Special Journal Issue on “Automatic Speech Recognition and Understanding in Air Traffic Management” concluded

The Aerospace journal special issue on Automatic Speech Recognition and Understanding (ASRU) in Air Traffic Management (ATM) already comprised of six papers (see here) until summer 2023. The issue was complemented by six further scientific articles until the end of the year 2023. The completed special issue is available at: https://www.mdpi.com/journal/aerospace/special_issues/COQJVT00W7.

Voice communication between ATCo and pilots is not always split into different voice streams. Khalil et al. present a pipeline that deploys (i) speech activity detection to identify speech segments, (ii) speech-to-text system to generate the transcriptions for audio segments, (iii) text-based speaker role classification to detect if ATCo or pilot is the speaker, and (iv) unsupervised speaker clustering to create a cluster of each individual pilot speaker from the obtained speech utterances.

Xu et al. show that air traffic control speech data can also be used for purposes where the recognition of words is not relevant. They join speech and gaze data from a laboratory environment to detect fatigue based on the entropy weight method. The authors compare the automatic fatigue-state recognition with the controller self-ratings on the Karolinska Sleepiness Scale and achieve an accuracy rate of 86%.

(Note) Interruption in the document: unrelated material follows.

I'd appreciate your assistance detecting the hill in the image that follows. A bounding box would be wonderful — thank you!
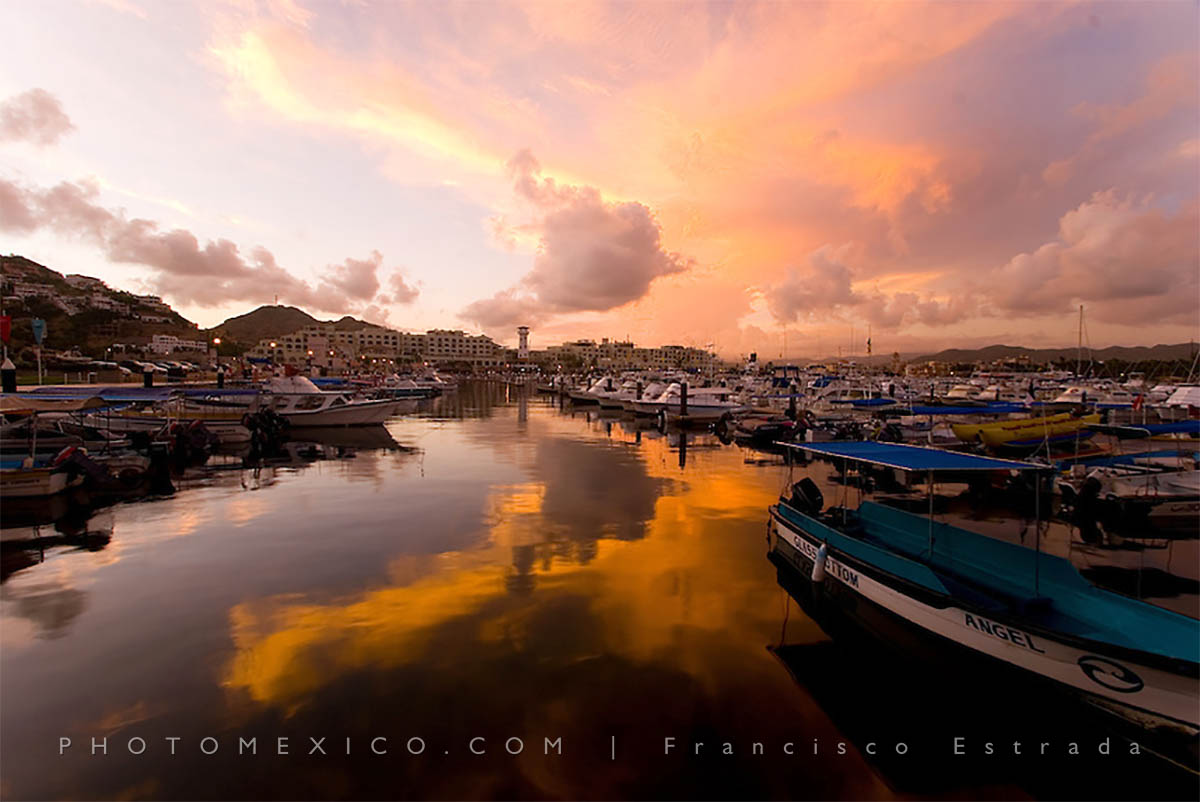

The development of machine-learning based ASR systems demands large-scale annotated datasets, which are currently lacking in the field. The ATCO2 project aimed to develop a unique platform to collect, preprocess, and transcribe large amounts of ATC audio data from airspace in real time. The paper of Zuluaga et al. reviews (i) robust ASR, (ii) natural language processing, (iii) English language identification, and (iv) contextual ASR biasing with surveillance data.

The work of Park and Na investigates on-board ASR where computer resources are very limited. Therefore, the authors propose that variable Hidden-Markov-Models (HMM) are sufficient, although it is known that Deep Neural Networks (DNN) outperform HMM in complex application domains, e.g., noisy environment and with complex unstructured grammar. The average sentence length is less than four words in the considered application area of a pilot flying and simultaneously controlling multiple UAVs via voice. The variable HMM achieves a word error rate of 0.86% in a simulation environment, whereas DNN is only slightly better with 0.80%. However, the recognition speed on the same computer engine differs by a factor of more than 100, i.e., 60 ms versus 6500 ms. Though, performance differences might be much bigger in the complex real-life pilot air traffic controller communication environment, because the best engines are currently achieving word error rates for pilot speech between 5% and 10%. Also, the speech understanding task is much more complex as it cannot be mapped to a simple decision tree.

Bringing ASRU technology from the lab environment to the ops room requires a safety assessment. A safety assessment process consists of defining design requirements for ASR technology application in normal, abnormal, and degraded modes of ATC operations. Eight functional hazards were identified based on the analysis of four uses cases by Pinska-Chauvin et al. The safety assessment was supported by a top-down and bottom-up modelling and analysis of the causes of hazards to derive system design requirements for the purposes of mitigating the hazards. Assessment of achieving the specified design requirements was supported by evidence generated from two real-time simulations for pre-filling radar labels and callsign highlighting with pre-industrial ASR prototypes in approach and en-route operational environments. It was demonstrated that the use of ASR does not increase safety risks. This paper has been selected for the cover of the November issue of the MDPI Aerospace journal (link)

The task of callsign highlighting in situation displays requires reliable detection of callsigns from radio telephony utterances. This topic has also been addressed in the paper of Saïd Kasttet et al. They use Automatic Dependent Surveillance – Broadcast (ADS-B) data that contains flight numbers to match the recognized words from ground-recorded air traffic control utterances with existing callsigns.